2.145 is the t value for a sample of 15 (which means 14 degrees of freedom) and a confidence level of 95%. You can get it from a table or use a spreadsheet to find it. In Excel you would put =T.INV.2T(0.05,14). It is the inverse t distribution with 5% outside the confidence interval (as there is 95% inside) and the degrees of freedom comes to 15 - 1 = 14.
Thnx for the video. a small question..In this formula, the confidence interval is independent of the population. Will the confidence interval not vary for taking for a sample of 15 apples out of a population of 100 apples compared to 15 out of population of say 10000 apples? In case the population has been taken into account, which part of the formula caters that?
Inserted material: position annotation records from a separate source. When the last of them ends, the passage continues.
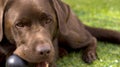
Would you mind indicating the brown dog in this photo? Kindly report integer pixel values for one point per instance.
(32, 30)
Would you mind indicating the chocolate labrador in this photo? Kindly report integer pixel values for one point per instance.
(35, 30)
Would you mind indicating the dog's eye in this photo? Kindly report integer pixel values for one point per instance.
(20, 24)
(48, 21)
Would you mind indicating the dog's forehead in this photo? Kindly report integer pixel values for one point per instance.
(32, 6)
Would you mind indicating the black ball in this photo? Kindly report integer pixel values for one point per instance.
(15, 61)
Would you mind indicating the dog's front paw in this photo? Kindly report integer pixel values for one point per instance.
(89, 56)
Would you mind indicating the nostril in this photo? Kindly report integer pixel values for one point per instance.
(41, 53)
(48, 51)
(43, 50)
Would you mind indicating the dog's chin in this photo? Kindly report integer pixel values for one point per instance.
(42, 64)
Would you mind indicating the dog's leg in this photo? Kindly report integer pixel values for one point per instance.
(104, 34)
(89, 53)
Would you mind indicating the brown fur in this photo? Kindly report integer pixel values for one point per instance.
(33, 32)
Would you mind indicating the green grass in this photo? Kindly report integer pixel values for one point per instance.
(96, 13)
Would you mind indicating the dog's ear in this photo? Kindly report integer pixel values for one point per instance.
(1, 19)
(62, 13)
(66, 18)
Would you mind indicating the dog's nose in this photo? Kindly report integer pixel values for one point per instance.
(43, 50)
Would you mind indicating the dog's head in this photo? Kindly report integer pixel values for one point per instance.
(32, 27)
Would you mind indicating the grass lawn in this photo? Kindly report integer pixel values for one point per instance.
(96, 13)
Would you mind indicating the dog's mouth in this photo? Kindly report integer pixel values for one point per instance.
(42, 64)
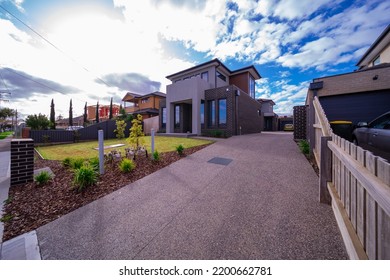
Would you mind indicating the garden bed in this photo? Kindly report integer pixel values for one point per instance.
(30, 206)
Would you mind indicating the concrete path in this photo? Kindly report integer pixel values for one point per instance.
(247, 197)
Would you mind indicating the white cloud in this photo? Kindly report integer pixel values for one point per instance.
(292, 9)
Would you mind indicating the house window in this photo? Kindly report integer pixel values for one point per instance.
(177, 116)
(251, 86)
(222, 113)
(376, 61)
(222, 77)
(211, 111)
(202, 113)
(164, 117)
(205, 76)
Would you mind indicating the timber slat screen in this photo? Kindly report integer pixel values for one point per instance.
(360, 192)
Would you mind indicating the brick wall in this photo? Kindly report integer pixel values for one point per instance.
(300, 122)
(249, 118)
(242, 111)
(22, 161)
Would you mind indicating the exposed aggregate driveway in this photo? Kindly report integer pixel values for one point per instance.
(258, 201)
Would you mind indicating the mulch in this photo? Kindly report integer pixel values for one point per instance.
(30, 206)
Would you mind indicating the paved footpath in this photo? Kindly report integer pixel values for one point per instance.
(256, 199)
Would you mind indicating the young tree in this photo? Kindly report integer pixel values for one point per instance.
(52, 116)
(120, 129)
(70, 114)
(136, 133)
(110, 116)
(97, 112)
(37, 122)
(85, 121)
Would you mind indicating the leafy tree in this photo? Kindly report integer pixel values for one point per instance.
(110, 116)
(97, 112)
(52, 115)
(70, 113)
(123, 115)
(136, 133)
(120, 129)
(37, 122)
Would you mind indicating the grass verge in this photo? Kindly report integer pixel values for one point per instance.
(87, 149)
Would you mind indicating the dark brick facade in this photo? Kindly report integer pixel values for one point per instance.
(300, 122)
(22, 161)
(242, 113)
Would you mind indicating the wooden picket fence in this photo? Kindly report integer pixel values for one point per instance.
(357, 184)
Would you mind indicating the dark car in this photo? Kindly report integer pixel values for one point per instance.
(374, 136)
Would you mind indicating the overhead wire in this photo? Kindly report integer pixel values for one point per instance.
(54, 46)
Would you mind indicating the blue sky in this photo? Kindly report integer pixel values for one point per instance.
(104, 48)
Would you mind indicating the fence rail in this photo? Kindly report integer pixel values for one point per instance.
(358, 185)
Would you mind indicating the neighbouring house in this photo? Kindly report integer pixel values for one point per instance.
(104, 112)
(211, 99)
(283, 120)
(62, 123)
(147, 105)
(270, 119)
(361, 95)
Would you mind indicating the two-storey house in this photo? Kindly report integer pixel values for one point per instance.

+Akash Deep Choudhury You are quite correct, but the finite population correction is used then. At a basic level we assume that the population is big enough for it not to matter. If we are concerned about the relative size of the sample to the population, we should use a “finite population correction factor”. This only makes an appreciable difference when the population is small (less than about 1000) and the sample is more than 20% of the population. The finite population correction factor is the square root of the proportion of the population that isn’t sampled. So if we had a population of 1000, and sampled 200 of them, then the correction factor would be the square root of 0.8 = 0.89. If the population is 10000 and we sample 1000, then the correction factor is 0.95. This correction factor is applied to the standard error, so that in the traditional confidence intervals, it would decrease the confidence intervals by that amount.
Thank you so much Dr. You are the best teacher. I have learned alot in your demonstration. Now i have cleared concepts about confidence interval and point estimator, standard error of mean and t value.